Another year, another Games appearance, and even more wisdom and experience gained. Merrill takes from each of her Games seasons and adds to her arsenal of experience when it comes to training and recovering as a Masters athlete. When asked about the advice she’d give to older athletes looking to stay competitive in CrossFit, she emphasized recovery. Merrill strongly suggests “really [paying] close attention to getting enough sleep, and eating in a way that’s best for your body“. She also encourages older athletes to take advantage of self-recovery mobility tools, as well as services offered by chiropractors and masseuses. Remember, Merrill mobilizes daily.
Her advice to the younger crowd is equally as wise. When asked to offer words of wisdom to the younger crowd intent on competing well into their older years, Merrill talked about patience. She recommends “being patient [because] building strength and developing skills takes time“. “Enjoy the ride“, she says. She wishes she’d been fortunate enough to find CrossFit while she were still in her 20s or early 30s. In true veteran fashion, even for the young bucks of the world, she still places a premium on recovery. Merrill says to “treat your body well and to be sure to take care of any minor injuries before they turn into anything major“. She also encourages taking “a few weeks [off] to heal an injury“. She feels it’s smarter to take time off now, than to be nursing a nagging injury for months, or even years, at a time.
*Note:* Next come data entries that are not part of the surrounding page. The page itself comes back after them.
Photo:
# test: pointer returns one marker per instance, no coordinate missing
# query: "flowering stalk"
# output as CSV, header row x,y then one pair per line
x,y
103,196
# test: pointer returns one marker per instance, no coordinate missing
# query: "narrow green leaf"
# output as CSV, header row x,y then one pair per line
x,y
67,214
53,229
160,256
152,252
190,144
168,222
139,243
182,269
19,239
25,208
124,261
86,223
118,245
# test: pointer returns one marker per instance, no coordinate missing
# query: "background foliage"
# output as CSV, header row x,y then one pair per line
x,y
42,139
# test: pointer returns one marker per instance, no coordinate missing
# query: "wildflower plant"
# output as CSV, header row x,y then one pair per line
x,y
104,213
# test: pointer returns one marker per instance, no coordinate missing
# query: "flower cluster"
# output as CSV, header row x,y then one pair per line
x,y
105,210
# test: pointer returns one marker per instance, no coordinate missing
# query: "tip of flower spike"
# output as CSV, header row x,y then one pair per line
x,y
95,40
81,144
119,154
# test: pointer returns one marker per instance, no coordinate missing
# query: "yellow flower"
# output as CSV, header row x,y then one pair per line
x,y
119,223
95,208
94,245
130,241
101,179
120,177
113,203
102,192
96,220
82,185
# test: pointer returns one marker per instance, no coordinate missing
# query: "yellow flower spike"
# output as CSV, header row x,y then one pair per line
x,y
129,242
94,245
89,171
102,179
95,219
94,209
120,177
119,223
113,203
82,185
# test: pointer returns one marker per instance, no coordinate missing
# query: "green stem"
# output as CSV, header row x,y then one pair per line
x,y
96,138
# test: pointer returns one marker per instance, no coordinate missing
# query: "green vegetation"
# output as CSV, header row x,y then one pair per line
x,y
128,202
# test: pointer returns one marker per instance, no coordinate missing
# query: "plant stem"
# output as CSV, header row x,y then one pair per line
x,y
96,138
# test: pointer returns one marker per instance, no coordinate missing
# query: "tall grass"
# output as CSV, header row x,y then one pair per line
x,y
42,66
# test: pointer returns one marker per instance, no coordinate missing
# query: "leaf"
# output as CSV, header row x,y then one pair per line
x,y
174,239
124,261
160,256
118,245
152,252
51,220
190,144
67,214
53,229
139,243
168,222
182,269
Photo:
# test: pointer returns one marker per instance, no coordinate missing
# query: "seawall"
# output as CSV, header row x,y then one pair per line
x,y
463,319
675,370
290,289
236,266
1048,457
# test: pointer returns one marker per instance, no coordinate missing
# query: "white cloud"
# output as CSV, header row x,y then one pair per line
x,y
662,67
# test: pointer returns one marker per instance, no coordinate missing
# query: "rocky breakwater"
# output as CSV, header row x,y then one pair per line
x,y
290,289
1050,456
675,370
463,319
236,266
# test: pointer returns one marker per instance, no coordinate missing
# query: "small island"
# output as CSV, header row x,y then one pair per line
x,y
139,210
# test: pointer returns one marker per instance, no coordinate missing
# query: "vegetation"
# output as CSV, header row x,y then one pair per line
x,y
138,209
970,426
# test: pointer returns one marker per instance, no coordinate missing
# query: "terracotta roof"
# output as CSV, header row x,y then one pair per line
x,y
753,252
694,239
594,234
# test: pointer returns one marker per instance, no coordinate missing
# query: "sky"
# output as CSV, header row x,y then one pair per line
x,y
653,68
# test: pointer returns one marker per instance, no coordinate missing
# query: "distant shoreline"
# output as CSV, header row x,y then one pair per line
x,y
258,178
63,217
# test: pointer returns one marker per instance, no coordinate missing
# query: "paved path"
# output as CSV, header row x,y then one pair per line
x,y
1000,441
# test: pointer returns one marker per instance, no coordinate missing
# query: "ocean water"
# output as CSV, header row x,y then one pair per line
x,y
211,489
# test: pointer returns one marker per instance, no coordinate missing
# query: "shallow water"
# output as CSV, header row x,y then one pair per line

Training for next year’s Open won’t begin for Merrill until August, but she still has awesome advice for other Masters athletes who have goals for the 2016 Open. Merrill has a history of doing incredibly well in the Open, in both her Masters division and the Individual Women’s division. For Masters athletes looking to advance from the Open next year, Merrill finds that she “usually [improves] the second time because [she learns] a lot about how to approach the WOD after doing it once“. She doesn’t like doing them more than once, but the score improvements are well worth the extra effort. Not to be forgotten, and perhaps most important, is her recommendation to always “have fun” doing it. Sure, the best CrossFitters in the world have very intense workout routines, schedules, and eating habits they’d rather die for than deviate from, but the one thing they also seem to have in common is that they legitimately enjoy, and have fun being a part of, the fitness journey.
Tune into this year’s CrossFit Games July 21-26 to see Merrill Mullis in action.